Just two years later, the Sox put together a stellar season of their own, leading the AL Central wire-to-wire en route to 99 wins. They drew the Red Sox in the divisional round of the playoffs, and for the first and probably last time in my life, I paid $100 for a ticket, to Game 1. I found myself sitting next to a Boston fan, but the good guys pounded his squad so hard, he was gone by the seventh inning stretch. The Pale Hose rolled the rest of the way to a World Series title, losing only once, to the Angels, before sweeping the Astros in the Fall Classic. I soaked in the final out at Jimmy’s Woodlawn Tap in Hyde Park, squeezed tightly into the back room with a delirious throng of screaming nutjobs. It was amazing, as was the parade a few days later, where I may or may not have shook Senator Barack Obama’s hand.
The experience of 2005 altered my fandom in an auspicious way — it set me free of anxiety. Well, not entirely; I still get apprehensive when the Sox falter. But I can always fall back on the warm nostalgia of that one championship. It’s satisfying, reassuring. I’m content to rest on those laurels (if that idiom can apply to fandom). I also take comfort in the knowledge that the Sox didn’t go a full century between World Series titles, like the Cubs have. This has allowed me to stop rooting against the Cubs.

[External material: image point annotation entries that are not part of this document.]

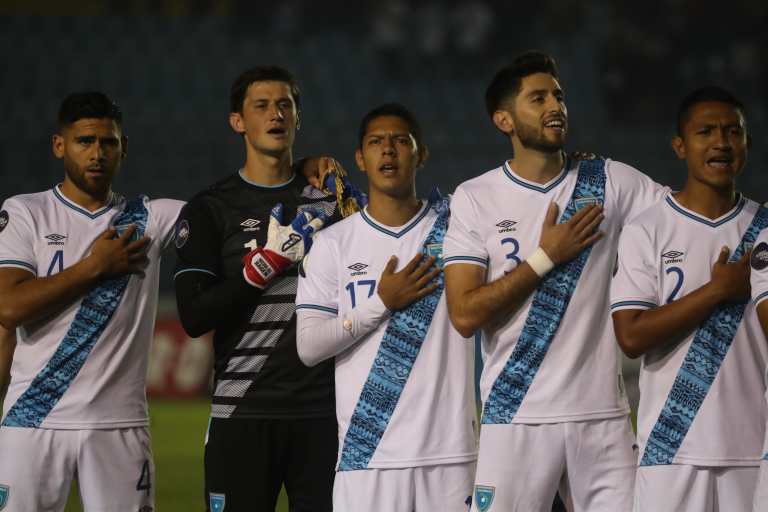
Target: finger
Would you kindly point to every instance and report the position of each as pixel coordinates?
(551, 218)
(127, 233)
(413, 264)
(391, 265)
(722, 258)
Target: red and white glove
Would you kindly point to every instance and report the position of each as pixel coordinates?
(285, 246)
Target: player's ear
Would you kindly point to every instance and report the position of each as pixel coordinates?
(57, 144)
(504, 122)
(359, 159)
(236, 122)
(423, 156)
(678, 147)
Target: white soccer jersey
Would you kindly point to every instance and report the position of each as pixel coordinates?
(496, 222)
(665, 254)
(83, 366)
(434, 419)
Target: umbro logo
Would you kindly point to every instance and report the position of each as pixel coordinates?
(55, 239)
(250, 224)
(506, 226)
(672, 256)
(358, 269)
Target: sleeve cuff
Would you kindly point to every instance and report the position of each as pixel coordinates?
(472, 260)
(632, 304)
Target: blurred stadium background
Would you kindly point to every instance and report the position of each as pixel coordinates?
(170, 63)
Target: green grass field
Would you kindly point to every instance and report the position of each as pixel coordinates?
(178, 431)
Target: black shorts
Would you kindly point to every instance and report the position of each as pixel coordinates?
(248, 460)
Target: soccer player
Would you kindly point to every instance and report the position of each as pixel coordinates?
(679, 300)
(79, 270)
(759, 284)
(272, 419)
(372, 298)
(554, 411)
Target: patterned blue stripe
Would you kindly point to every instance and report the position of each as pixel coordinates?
(511, 176)
(703, 220)
(484, 261)
(633, 303)
(396, 234)
(20, 264)
(700, 367)
(94, 215)
(317, 307)
(95, 312)
(392, 366)
(204, 271)
(760, 297)
(550, 302)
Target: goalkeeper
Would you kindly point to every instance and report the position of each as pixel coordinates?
(238, 242)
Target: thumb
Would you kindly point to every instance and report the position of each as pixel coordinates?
(722, 258)
(551, 217)
(391, 266)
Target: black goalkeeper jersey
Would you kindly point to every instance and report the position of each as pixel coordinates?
(257, 371)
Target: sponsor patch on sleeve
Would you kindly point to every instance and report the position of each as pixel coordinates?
(759, 258)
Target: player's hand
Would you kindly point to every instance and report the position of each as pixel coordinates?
(317, 169)
(731, 280)
(285, 246)
(414, 281)
(113, 255)
(563, 242)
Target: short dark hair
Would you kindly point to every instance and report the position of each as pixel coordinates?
(391, 109)
(260, 74)
(703, 95)
(88, 105)
(508, 80)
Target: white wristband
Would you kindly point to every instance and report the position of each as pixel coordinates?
(540, 262)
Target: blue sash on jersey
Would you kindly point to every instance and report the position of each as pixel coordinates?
(702, 362)
(394, 360)
(91, 319)
(550, 302)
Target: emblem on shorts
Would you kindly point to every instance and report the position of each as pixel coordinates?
(759, 259)
(581, 202)
(5, 491)
(217, 502)
(182, 233)
(484, 497)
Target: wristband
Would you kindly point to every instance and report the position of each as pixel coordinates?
(540, 262)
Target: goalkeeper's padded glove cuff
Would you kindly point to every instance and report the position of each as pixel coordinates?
(261, 266)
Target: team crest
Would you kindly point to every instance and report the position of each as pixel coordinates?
(581, 202)
(217, 502)
(182, 233)
(759, 259)
(5, 491)
(484, 497)
(436, 250)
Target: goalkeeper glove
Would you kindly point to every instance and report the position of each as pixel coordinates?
(285, 246)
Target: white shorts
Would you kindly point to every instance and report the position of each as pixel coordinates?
(114, 469)
(683, 488)
(521, 467)
(761, 492)
(445, 487)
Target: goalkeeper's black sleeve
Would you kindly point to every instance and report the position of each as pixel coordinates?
(206, 303)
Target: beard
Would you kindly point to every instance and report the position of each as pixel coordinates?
(531, 138)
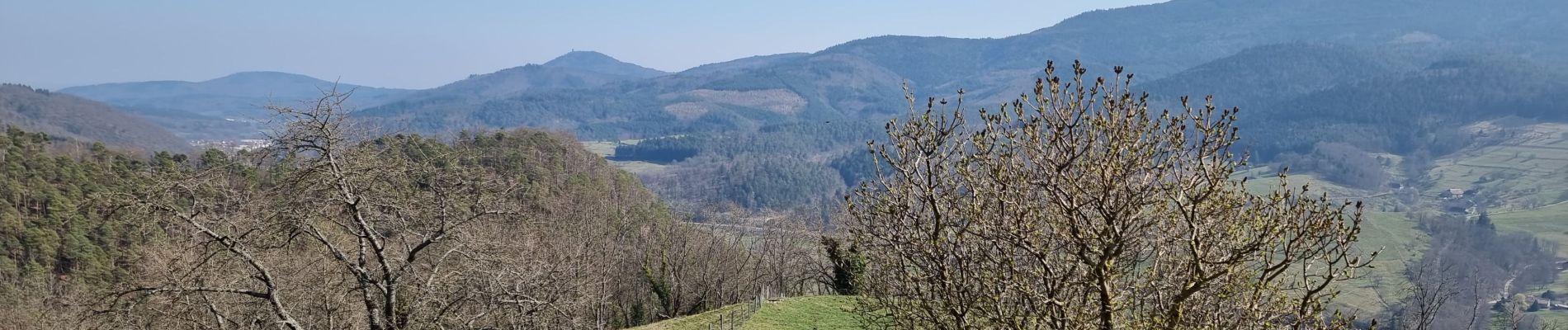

Or so I’ve thought. It’s been rather a non-issue, since the Cubs have been irrelevant for several years. However, that looks to be changing. I avoid media coverage of the North Siders, but I still notice the headlines, and I’ve gleaned the team might make some noise this season. Their roster remains unfamiliar to me, but I saw that in one recent preseason game, their lineup cranked out four homers against new White Sox acquisition (and former Cub) Jeff Samardzija. Has boy wonder Theo Epstein finally found his footing in the general manager’s office? Will Joe Maddon bring the same magic to the clubhouse as he did as skipper in Tampa Bay? These and other questions have begun to nag at me, just a little bit.
Tomorrow night in Chicago, the Cubs will host the Cardinals in the first official major league baseball game of 2015. What will those mysterious forces that govern the baseball universe have in store for them? For the White Sox? And for me?